I do think my colleagues have put forward some really helpful information today in terms of the historical context and the original thinking by the Copyright Board to have discounted rates, essentially, when radio was hurting, in order to demonstrate the music industry's willingness to play ball with a very important partner. Radio is still probably one of the most important—if not the most important—individual drivers for getting people to share new music, but it's by no means the only individual driver.
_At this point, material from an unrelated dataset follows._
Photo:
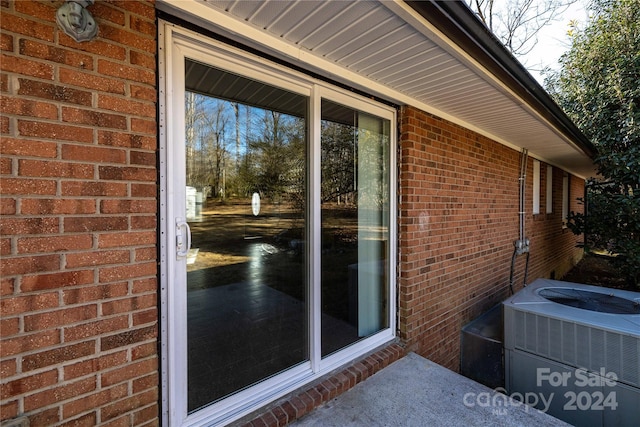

I started my career in radio. When I started my career in radio, it used to be that you could play a song on a Tuesday morning on a radio station and there would be lineups at the record store, right? There was that kind of really intense cause-and-effect relationship between the music industry and the radio business. That's not the case anymore. That's not to say that radio isn't still incredibly important in the value chain for music, but there are a lot more ways in which music is being exposed, and the ways in which people consume music are very different.
So in some ways, to my colleagues' point, the amounts that radio stations were paying for rights over those years were deliberately undervalued, because in some ways there was the argument that radio stations make over and over again about the promotional value of music, which is still valid, but not nearly to the same degree that it was 10 years ago, 5 years ago, or 20 years ago. So given that the relationship has changed, given that music was undervalued, what we have now been doing is bringing the value of music up to what is actually a fairer market value.
That, I think, has been part of the struggle here in trying to understand the differences in terms of the rights that we're compensated for and how they compare over the historical record.